«La main sur ma mère, sur ma fille…» : Jean Lassalle se défend en évoquant ses cauchemars

Jean Lassalle a été accusé par une ancienne attachée parlementaire de lui avoir mis une «main aux fesses» il y a huit ans. Une accusation qu’il nie «catégoriquement».

Le député des Pyrénées-Atlantiques a réfuté mardi sur RTL avoir agressé sexuellement Julia Castanier, ex-collaboratrice parlementaire désormais directrice de la communication du PCF, qui avait posté son témoignage sur Twitter, dans la foulée de l’appel #balancetonporc.

«Je n'ai aucune mémoire, ni du moment, ni du lieu, et surtout du geste», a affirmé Jean Lassalle, qui se dit incapable d'assumer un tel comportement, au point d'en faire des cauchemars. «Depuis quelques nuits, je me réveille la bouche pleine de bile. Et il y en a qui rentre dans les poumons. Je me voyais, ma main sur ma mère, ma main sur ma sœur, ma main sur ma fille... Et même, le premier regard pour ma femme, c'était sur ses fesses. Ces gestes, ce n'est pas moi, ça me révolte !», a-t-il assuré.

«J'ai certainement dû être maladroit»

Reste que ce n’est pas la seule plainte à son encontre. Sur Mediapart, une journaliste japonaise l’accuse d’avoir tenté de l’embrasser de force lors d’un déplacement professionnel, alors qu’ils se trouvaient dans un ascenseur. Il aurait également proposé à une ancienne élue socialiste de prendre une douche ensemble dans les sanitaires de l'Assemblée nationale.

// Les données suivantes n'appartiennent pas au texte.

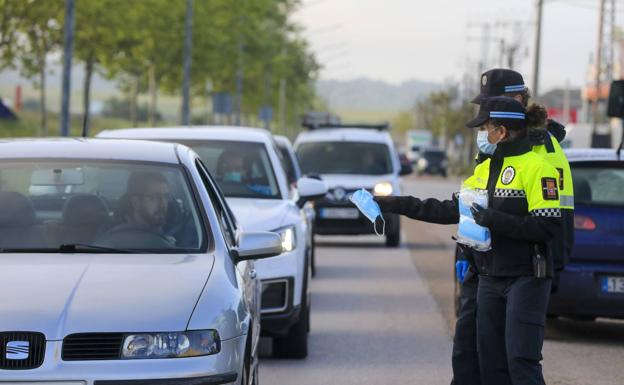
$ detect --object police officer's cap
[472,68,526,104]
[466,96,526,128]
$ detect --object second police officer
[375,97,561,385]
[452,69,574,385]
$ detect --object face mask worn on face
[223,172,243,183]
[477,130,496,155]
[349,189,386,236]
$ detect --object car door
[197,159,262,340]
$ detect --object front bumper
[548,263,624,318]
[0,335,247,385]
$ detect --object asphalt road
[260,178,624,385]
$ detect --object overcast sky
[295,0,624,90]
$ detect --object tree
[74,0,124,133]
[0,0,28,69]
[15,0,64,136]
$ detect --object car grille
[0,332,46,370]
[61,333,124,361]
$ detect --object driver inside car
[101,171,176,248]
[126,172,171,233]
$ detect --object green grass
[0,112,179,138]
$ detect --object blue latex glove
[455,259,470,283]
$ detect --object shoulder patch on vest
[501,166,516,185]
[542,178,559,201]
[557,168,563,190]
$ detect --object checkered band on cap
[494,188,526,198]
[531,209,561,217]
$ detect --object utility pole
[531,0,544,97]
[60,0,74,136]
[182,0,193,126]
[234,36,243,126]
[592,0,605,138]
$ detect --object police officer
[451,69,574,385]
[375,97,561,385]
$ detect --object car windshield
[571,162,624,207]
[297,142,392,175]
[181,140,280,199]
[0,159,208,254]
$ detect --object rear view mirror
[297,177,327,207]
[399,163,414,176]
[30,167,84,186]
[234,232,282,262]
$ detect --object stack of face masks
[457,188,492,251]
[349,189,386,236]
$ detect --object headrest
[0,191,35,226]
[63,194,109,226]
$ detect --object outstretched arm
[375,194,459,225]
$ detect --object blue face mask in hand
[477,130,496,155]
[349,189,386,236]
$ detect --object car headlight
[272,226,297,253]
[373,182,392,196]
[121,330,221,359]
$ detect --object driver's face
[134,182,170,227]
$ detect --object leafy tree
[14,0,64,136]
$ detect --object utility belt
[533,245,548,279]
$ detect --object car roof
[295,128,392,144]
[0,138,180,164]
[273,135,292,147]
[565,148,624,162]
[98,126,271,143]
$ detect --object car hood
[226,198,294,231]
[0,254,214,340]
[321,174,394,190]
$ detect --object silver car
[0,139,282,385]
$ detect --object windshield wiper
[57,243,139,254]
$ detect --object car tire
[273,267,310,359]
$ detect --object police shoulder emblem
[542,178,559,201]
[501,166,516,185]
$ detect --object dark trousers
[477,276,551,385]
[451,268,481,385]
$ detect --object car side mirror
[232,231,282,263]
[399,164,414,176]
[297,177,327,207]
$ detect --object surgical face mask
[349,189,386,236]
[223,171,243,183]
[477,130,496,155]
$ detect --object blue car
[548,149,624,320]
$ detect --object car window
[196,160,236,247]
[180,140,281,199]
[570,162,624,207]
[0,160,210,253]
[277,144,297,184]
[297,142,393,175]
[423,151,446,162]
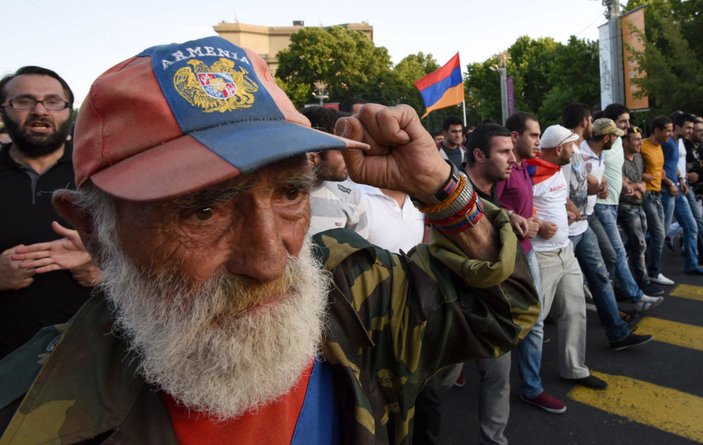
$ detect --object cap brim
[90,120,367,201]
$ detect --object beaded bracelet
[416,168,483,234]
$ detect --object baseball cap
[541,125,579,149]
[73,37,366,201]
[593,117,625,136]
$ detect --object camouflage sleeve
[316,206,539,443]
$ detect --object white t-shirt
[569,141,605,236]
[532,170,570,252]
[676,139,686,178]
[308,179,369,238]
[359,184,425,253]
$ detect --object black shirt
[0,144,91,358]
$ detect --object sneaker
[520,391,566,414]
[454,369,466,388]
[610,333,654,351]
[640,283,664,297]
[562,374,608,390]
[635,295,664,312]
[649,273,674,286]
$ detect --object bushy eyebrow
[171,172,315,209]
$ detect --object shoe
[610,333,654,351]
[640,283,664,297]
[520,391,566,414]
[635,295,664,312]
[562,374,608,390]
[454,369,466,388]
[664,236,674,252]
[649,273,674,286]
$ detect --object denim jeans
[594,204,644,301]
[686,186,703,251]
[618,202,649,286]
[517,250,545,399]
[662,188,699,272]
[569,227,630,342]
[642,192,665,277]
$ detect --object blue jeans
[569,227,630,342]
[517,250,545,399]
[662,188,699,272]
[618,202,650,286]
[595,204,644,301]
[686,186,703,251]
[642,192,666,277]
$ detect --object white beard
[99,231,331,419]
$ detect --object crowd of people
[0,34,703,444]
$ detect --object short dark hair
[0,65,73,108]
[300,105,346,134]
[339,97,369,113]
[603,103,630,121]
[671,113,696,128]
[442,116,464,131]
[650,114,673,131]
[505,111,539,134]
[466,123,511,165]
[561,102,592,130]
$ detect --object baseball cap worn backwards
[540,125,579,149]
[593,117,625,136]
[73,37,366,201]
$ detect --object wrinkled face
[2,74,71,158]
[95,158,329,419]
[615,113,630,131]
[692,122,703,143]
[652,124,674,145]
[317,150,349,181]
[513,119,542,159]
[481,136,515,182]
[444,125,464,147]
[118,158,311,283]
[622,133,642,153]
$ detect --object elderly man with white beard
[0,37,539,445]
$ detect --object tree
[627,0,703,114]
[276,26,395,105]
[465,36,600,123]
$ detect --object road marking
[567,372,703,442]
[669,284,703,301]
[637,317,703,351]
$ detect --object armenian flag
[415,53,464,117]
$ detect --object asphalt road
[442,243,703,445]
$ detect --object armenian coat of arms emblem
[173,58,259,113]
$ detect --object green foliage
[276,26,391,105]
[464,36,600,126]
[627,0,703,114]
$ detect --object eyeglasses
[3,96,70,111]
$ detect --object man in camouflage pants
[0,37,539,445]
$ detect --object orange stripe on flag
[422,83,464,118]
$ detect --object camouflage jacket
[0,204,539,445]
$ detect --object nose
[227,205,289,283]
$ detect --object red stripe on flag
[415,53,461,91]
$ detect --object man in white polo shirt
[523,125,608,388]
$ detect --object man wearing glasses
[0,66,97,358]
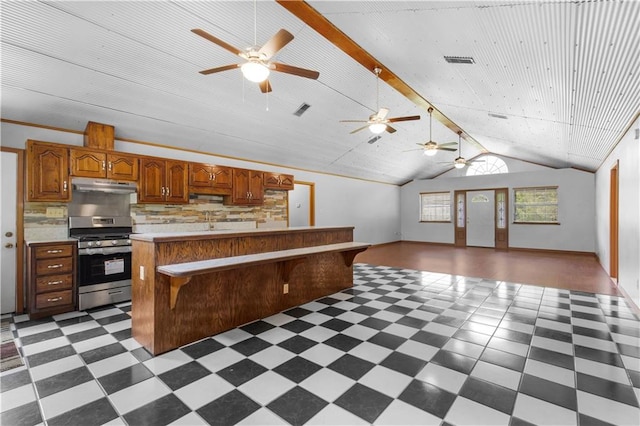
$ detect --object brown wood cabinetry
[27,140,71,201]
[69,148,138,180]
[189,163,232,195]
[263,172,293,191]
[138,157,189,204]
[27,242,76,319]
[225,169,264,205]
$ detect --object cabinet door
[107,153,138,180]
[280,175,294,190]
[211,166,232,189]
[232,169,251,204]
[138,158,165,203]
[27,141,71,201]
[249,170,264,204]
[165,160,189,203]
[69,149,107,178]
[189,163,213,188]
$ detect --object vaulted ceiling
[0,0,640,184]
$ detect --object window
[420,192,451,222]
[467,155,509,176]
[513,186,559,223]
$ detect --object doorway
[0,147,24,314]
[288,181,316,226]
[609,161,619,282]
[467,190,496,248]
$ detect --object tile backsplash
[24,189,288,241]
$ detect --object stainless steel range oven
[69,216,132,310]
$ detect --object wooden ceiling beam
[276,0,488,153]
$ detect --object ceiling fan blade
[200,64,240,75]
[387,115,420,123]
[258,29,293,59]
[191,28,244,56]
[374,108,389,120]
[258,79,271,93]
[349,125,369,135]
[271,62,320,80]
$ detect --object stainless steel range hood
[71,178,138,194]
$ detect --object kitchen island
[131,227,369,355]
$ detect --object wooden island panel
[132,227,360,355]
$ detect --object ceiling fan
[191,3,320,93]
[340,67,420,135]
[442,131,484,169]
[409,107,456,156]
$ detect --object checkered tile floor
[0,264,640,425]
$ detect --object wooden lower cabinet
[27,241,77,319]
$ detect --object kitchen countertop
[130,226,354,242]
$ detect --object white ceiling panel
[0,1,640,184]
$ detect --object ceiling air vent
[444,56,476,64]
[293,103,311,117]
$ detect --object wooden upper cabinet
[27,140,71,201]
[107,152,138,180]
[69,148,138,180]
[189,163,232,195]
[225,169,264,205]
[263,172,293,190]
[138,158,189,204]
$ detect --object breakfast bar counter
[131,227,369,355]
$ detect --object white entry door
[289,183,312,226]
[0,152,18,314]
[467,191,496,247]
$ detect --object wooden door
[27,141,71,201]
[107,153,138,180]
[211,166,232,189]
[69,148,107,178]
[138,158,165,203]
[189,163,213,188]
[165,160,189,203]
[232,169,250,204]
[249,170,264,204]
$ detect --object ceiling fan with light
[340,67,420,135]
[443,131,484,169]
[409,107,456,157]
[191,3,320,93]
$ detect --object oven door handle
[78,246,131,256]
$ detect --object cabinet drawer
[36,244,73,259]
[36,290,73,309]
[36,274,73,293]
[36,257,73,275]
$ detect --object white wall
[1,122,400,244]
[596,118,640,306]
[400,168,595,253]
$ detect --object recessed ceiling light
[444,56,476,64]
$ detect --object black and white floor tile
[0,264,640,426]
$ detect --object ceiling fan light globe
[453,157,467,169]
[240,61,269,83]
[369,123,387,135]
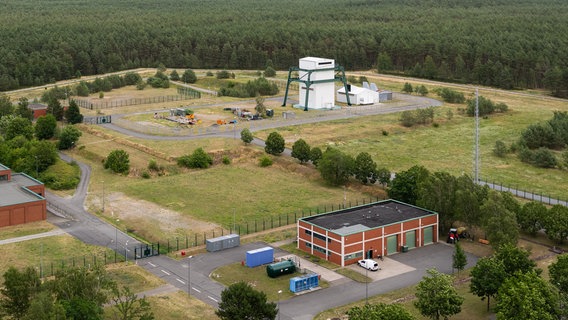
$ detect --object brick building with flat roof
[297,200,438,267]
[0,164,47,227]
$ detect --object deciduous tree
[497,271,558,320]
[388,166,430,205]
[469,257,507,311]
[347,303,416,320]
[317,147,354,186]
[57,125,82,150]
[414,269,464,320]
[0,267,41,319]
[264,131,285,155]
[452,242,467,274]
[35,114,57,140]
[104,149,130,173]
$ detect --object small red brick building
[0,164,47,227]
[297,200,438,267]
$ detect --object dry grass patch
[147,291,219,320]
[106,263,166,292]
[0,221,56,240]
[0,235,114,275]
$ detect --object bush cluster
[177,148,213,169]
[219,77,279,98]
[466,96,509,117]
[435,88,465,103]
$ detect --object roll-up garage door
[406,230,416,249]
[387,235,398,254]
[424,226,434,244]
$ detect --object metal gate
[406,230,416,249]
[424,226,434,244]
[387,235,398,254]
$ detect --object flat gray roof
[0,181,44,207]
[300,200,437,235]
[0,170,44,207]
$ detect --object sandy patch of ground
[101,192,220,234]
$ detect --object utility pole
[473,88,479,184]
[102,180,105,213]
[187,256,193,296]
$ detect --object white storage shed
[337,85,379,105]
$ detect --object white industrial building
[336,84,379,105]
[298,57,335,109]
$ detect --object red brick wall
[0,200,47,227]
[384,224,400,236]
[345,233,363,245]
[403,219,420,231]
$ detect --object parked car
[357,259,381,271]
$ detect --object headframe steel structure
[282,65,351,111]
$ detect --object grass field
[255,79,568,199]
[0,231,114,275]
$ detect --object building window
[343,251,363,261]
[314,232,331,242]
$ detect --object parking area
[347,255,416,282]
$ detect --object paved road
[46,153,142,259]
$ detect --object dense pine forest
[0,0,568,96]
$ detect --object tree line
[0,0,568,96]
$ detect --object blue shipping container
[246,247,274,268]
[290,273,319,293]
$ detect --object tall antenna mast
[473,88,479,183]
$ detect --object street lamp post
[124,240,128,264]
[278,290,282,320]
[365,268,369,304]
[187,256,193,296]
[102,180,105,213]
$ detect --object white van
[357,259,381,271]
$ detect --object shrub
[264,131,285,155]
[493,140,507,158]
[241,128,254,144]
[310,147,323,166]
[400,110,416,128]
[264,66,276,78]
[402,82,414,93]
[436,88,465,103]
[148,159,160,171]
[216,70,231,79]
[189,148,213,169]
[104,149,130,173]
[259,155,272,167]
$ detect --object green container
[266,260,296,278]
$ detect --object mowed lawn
[120,161,378,227]
[255,84,568,199]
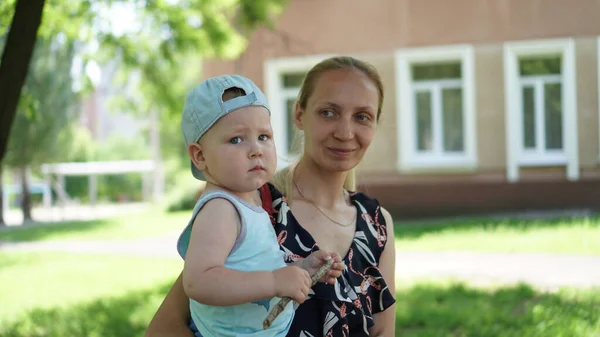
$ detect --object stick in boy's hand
[263,259,333,329]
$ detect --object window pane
[281,73,306,88]
[544,83,563,149]
[285,99,302,155]
[415,91,433,151]
[442,88,465,152]
[523,87,535,149]
[519,56,561,76]
[412,62,462,81]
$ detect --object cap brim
[190,161,205,181]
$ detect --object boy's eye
[356,114,370,122]
[321,110,333,117]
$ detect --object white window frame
[263,55,334,169]
[395,45,477,171]
[504,39,579,182]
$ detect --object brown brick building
[204,0,600,216]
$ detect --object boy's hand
[273,266,312,303]
[301,250,346,284]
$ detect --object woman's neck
[292,157,347,209]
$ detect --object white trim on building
[395,45,477,171]
[504,39,579,182]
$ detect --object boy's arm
[183,199,276,306]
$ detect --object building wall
[199,0,600,216]
[205,0,600,85]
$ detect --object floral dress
[261,184,395,337]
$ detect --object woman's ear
[188,143,206,171]
[294,101,304,130]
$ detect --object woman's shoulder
[348,191,381,211]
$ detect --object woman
[146,57,396,337]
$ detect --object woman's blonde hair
[271,56,384,204]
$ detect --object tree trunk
[0,0,45,161]
[19,167,31,224]
[0,162,6,227]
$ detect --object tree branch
[0,0,45,161]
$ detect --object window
[264,55,331,168]
[396,46,476,170]
[504,40,579,181]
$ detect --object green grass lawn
[0,253,600,337]
[0,252,183,322]
[0,210,190,242]
[0,212,600,337]
[394,217,600,255]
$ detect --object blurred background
[0,0,600,337]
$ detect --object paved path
[0,235,600,289]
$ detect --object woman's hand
[300,250,346,284]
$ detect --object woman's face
[295,70,379,172]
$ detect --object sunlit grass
[0,210,190,242]
[0,253,600,337]
[0,249,183,322]
[396,283,600,337]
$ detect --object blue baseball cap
[181,75,271,180]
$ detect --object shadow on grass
[0,219,114,242]
[0,283,600,337]
[394,215,600,239]
[396,284,600,337]
[0,283,172,337]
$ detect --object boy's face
[192,106,277,193]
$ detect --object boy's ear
[188,143,206,171]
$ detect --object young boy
[177,75,341,337]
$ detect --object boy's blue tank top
[177,191,294,337]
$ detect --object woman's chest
[293,207,356,258]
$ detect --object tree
[0,0,285,167]
[0,162,6,227]
[3,35,77,222]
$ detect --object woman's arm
[369,207,396,337]
[144,273,194,337]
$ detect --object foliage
[3,37,77,168]
[0,0,286,119]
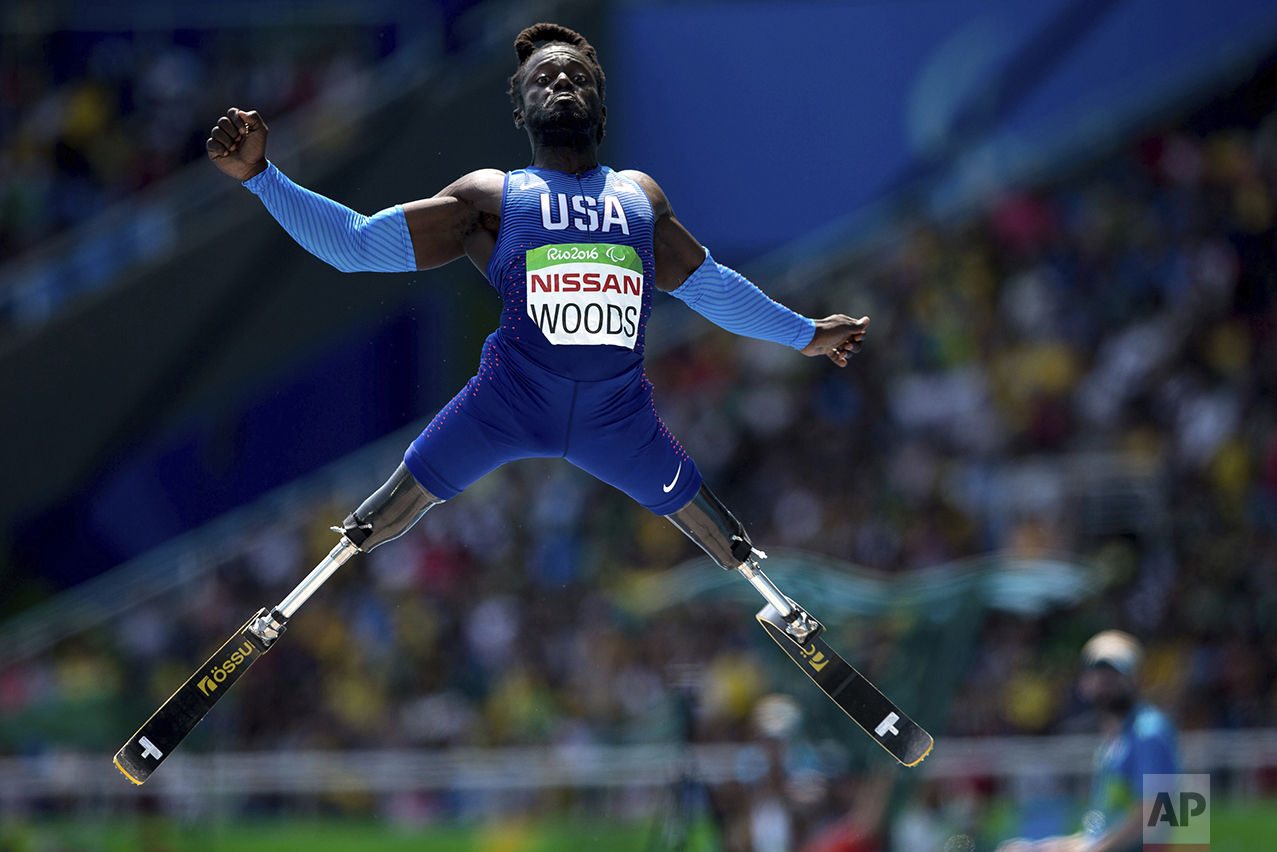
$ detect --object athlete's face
[515,46,608,147]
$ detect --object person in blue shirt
[999,630,1180,852]
[206,23,868,600]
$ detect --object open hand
[204,106,269,183]
[802,313,870,367]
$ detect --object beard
[525,98,603,148]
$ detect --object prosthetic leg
[665,483,932,766]
[249,462,443,644]
[115,465,443,784]
[665,483,824,644]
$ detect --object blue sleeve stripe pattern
[670,249,816,349]
[244,162,416,272]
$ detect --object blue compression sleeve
[244,164,416,272]
[670,249,816,349]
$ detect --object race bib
[527,243,642,349]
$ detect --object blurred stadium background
[0,0,1277,852]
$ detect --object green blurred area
[0,800,1277,852]
[0,816,674,852]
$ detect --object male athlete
[206,23,868,592]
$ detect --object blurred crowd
[0,24,401,300]
[0,61,1277,848]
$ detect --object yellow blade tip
[904,740,936,766]
[114,755,142,787]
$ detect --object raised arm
[204,107,503,272]
[622,171,870,367]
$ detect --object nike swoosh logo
[661,461,683,494]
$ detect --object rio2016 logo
[197,643,253,695]
[545,245,599,261]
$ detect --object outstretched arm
[623,171,870,367]
[204,107,502,272]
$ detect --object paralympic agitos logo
[195,643,253,695]
[526,243,644,349]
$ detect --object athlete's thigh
[404,369,561,499]
[566,377,701,515]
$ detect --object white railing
[0,728,1277,807]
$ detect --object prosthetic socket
[333,464,443,553]
[665,483,753,571]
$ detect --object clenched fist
[204,106,269,183]
[802,313,870,367]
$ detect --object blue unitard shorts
[404,335,701,515]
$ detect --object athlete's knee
[341,464,443,553]
[665,482,753,571]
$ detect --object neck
[533,142,599,175]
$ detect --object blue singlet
[404,166,701,515]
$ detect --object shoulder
[434,169,506,212]
[617,169,670,218]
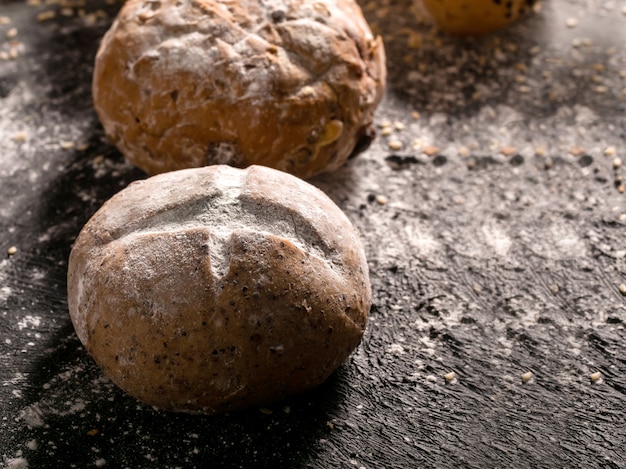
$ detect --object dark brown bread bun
[93,0,386,178]
[68,165,371,413]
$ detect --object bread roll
[416,0,537,36]
[93,0,386,178]
[68,165,371,414]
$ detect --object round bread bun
[68,165,371,414]
[92,0,386,178]
[417,0,536,36]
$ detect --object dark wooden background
[0,0,626,469]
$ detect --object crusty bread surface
[68,165,371,414]
[92,0,386,178]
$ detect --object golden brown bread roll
[93,0,386,178]
[416,0,537,36]
[68,165,371,413]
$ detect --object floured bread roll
[93,0,386,178]
[416,0,538,36]
[68,165,371,414]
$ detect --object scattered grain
[387,139,404,151]
[604,147,615,156]
[452,195,465,205]
[589,371,603,384]
[376,194,389,205]
[569,146,585,156]
[422,145,441,156]
[13,132,26,143]
[500,146,517,156]
[443,371,458,384]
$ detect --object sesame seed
[569,147,585,156]
[589,371,602,384]
[500,146,517,156]
[387,140,403,150]
[604,147,615,156]
[376,194,389,205]
[522,371,533,384]
[422,145,441,156]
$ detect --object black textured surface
[0,0,626,469]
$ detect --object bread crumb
[589,371,603,384]
[376,194,389,205]
[604,147,615,156]
[569,146,585,156]
[13,132,26,143]
[500,145,517,156]
[387,139,403,150]
[422,145,441,156]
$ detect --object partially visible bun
[416,0,538,36]
[93,0,386,178]
[68,165,371,414]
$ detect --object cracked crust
[93,0,386,178]
[68,165,371,413]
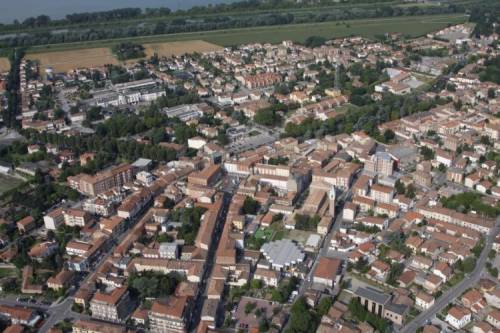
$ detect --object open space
[27,47,118,72]
[0,174,23,194]
[26,40,221,72]
[0,57,10,73]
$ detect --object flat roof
[261,239,305,267]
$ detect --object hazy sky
[0,0,233,23]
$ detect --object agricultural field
[25,40,221,73]
[0,174,23,194]
[27,47,118,72]
[28,14,467,53]
[144,40,222,57]
[0,57,10,73]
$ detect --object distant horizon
[0,0,237,24]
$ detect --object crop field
[27,47,119,72]
[0,57,10,73]
[28,14,466,53]
[144,40,222,57]
[25,40,221,73]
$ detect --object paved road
[400,217,500,333]
[188,192,234,332]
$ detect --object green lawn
[0,174,23,194]
[28,14,466,53]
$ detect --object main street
[400,217,500,333]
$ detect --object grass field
[0,58,10,73]
[27,47,119,72]
[0,174,23,194]
[27,40,221,73]
[28,14,466,53]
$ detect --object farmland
[27,47,118,72]
[28,14,466,53]
[28,40,221,72]
[0,58,10,73]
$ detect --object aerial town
[0,16,500,333]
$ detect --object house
[28,242,58,262]
[432,261,453,282]
[43,208,64,230]
[486,309,500,329]
[445,306,471,329]
[461,289,486,313]
[370,184,394,203]
[313,257,342,288]
[0,305,41,327]
[253,267,281,287]
[16,215,36,234]
[90,287,130,322]
[148,296,188,333]
[47,269,74,290]
[342,202,358,222]
[415,291,434,310]
[397,269,417,288]
[73,319,127,333]
[368,260,391,281]
[484,289,500,309]
[471,321,493,333]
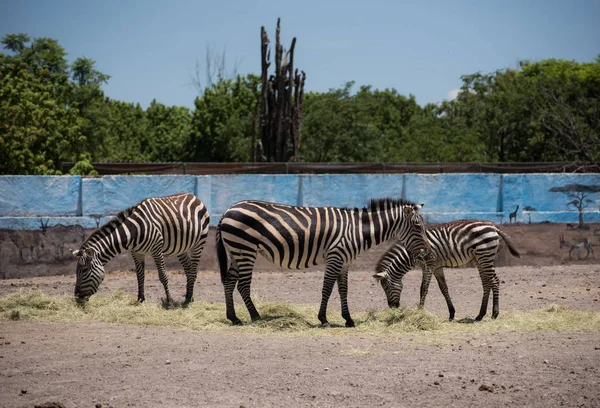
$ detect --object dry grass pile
[0,290,600,336]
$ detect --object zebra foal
[216,199,428,327]
[373,220,521,321]
[72,193,210,305]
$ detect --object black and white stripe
[73,194,209,304]
[373,220,521,320]
[217,199,428,327]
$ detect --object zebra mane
[81,205,137,249]
[366,197,416,211]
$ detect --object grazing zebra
[217,198,429,327]
[72,193,209,305]
[558,232,596,261]
[373,220,521,321]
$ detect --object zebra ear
[373,272,387,281]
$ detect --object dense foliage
[0,34,600,174]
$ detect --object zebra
[72,193,210,306]
[373,220,521,321]
[216,198,429,327]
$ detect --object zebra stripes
[373,220,521,321]
[216,199,428,327]
[72,194,209,304]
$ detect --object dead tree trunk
[252,19,306,162]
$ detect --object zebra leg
[337,265,354,327]
[153,252,173,307]
[318,263,347,327]
[184,238,206,304]
[490,269,500,319]
[419,266,433,308]
[237,254,260,322]
[131,252,146,303]
[433,268,454,320]
[177,252,197,305]
[223,261,242,326]
[475,265,492,322]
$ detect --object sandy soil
[0,223,600,408]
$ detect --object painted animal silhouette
[508,205,519,223]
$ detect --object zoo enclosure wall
[0,173,600,230]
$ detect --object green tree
[0,34,81,174]
[144,99,192,162]
[186,75,260,162]
[69,57,111,161]
[101,99,150,161]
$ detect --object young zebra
[373,220,521,321]
[72,194,209,305]
[217,199,429,327]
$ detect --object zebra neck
[82,222,132,265]
[360,210,398,251]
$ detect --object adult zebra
[72,193,210,305]
[217,198,429,327]
[373,220,521,321]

Là aussi, Jean Lassalle nie en bloc. «J'ai certainement dû être maladroit», se défend-il, mais reconnait avoir «une tendance à embrasser fortement», «une tendance à être tactile», et de poursuivre : «Et j'ai senti de la frustration, parfois, chez des femmes et chez des hommes. Je me suis excusé immédiatement quand cela a été le cas, ou quand on me l'a fait remarquer après.»

A ce jour, le député ne fait l'objet d'aucune mise en examen. Ni d'aucune plainte. «En huit jours, mon cas est passé d'une main aux fesses à celui d'un prédateur sexuel.»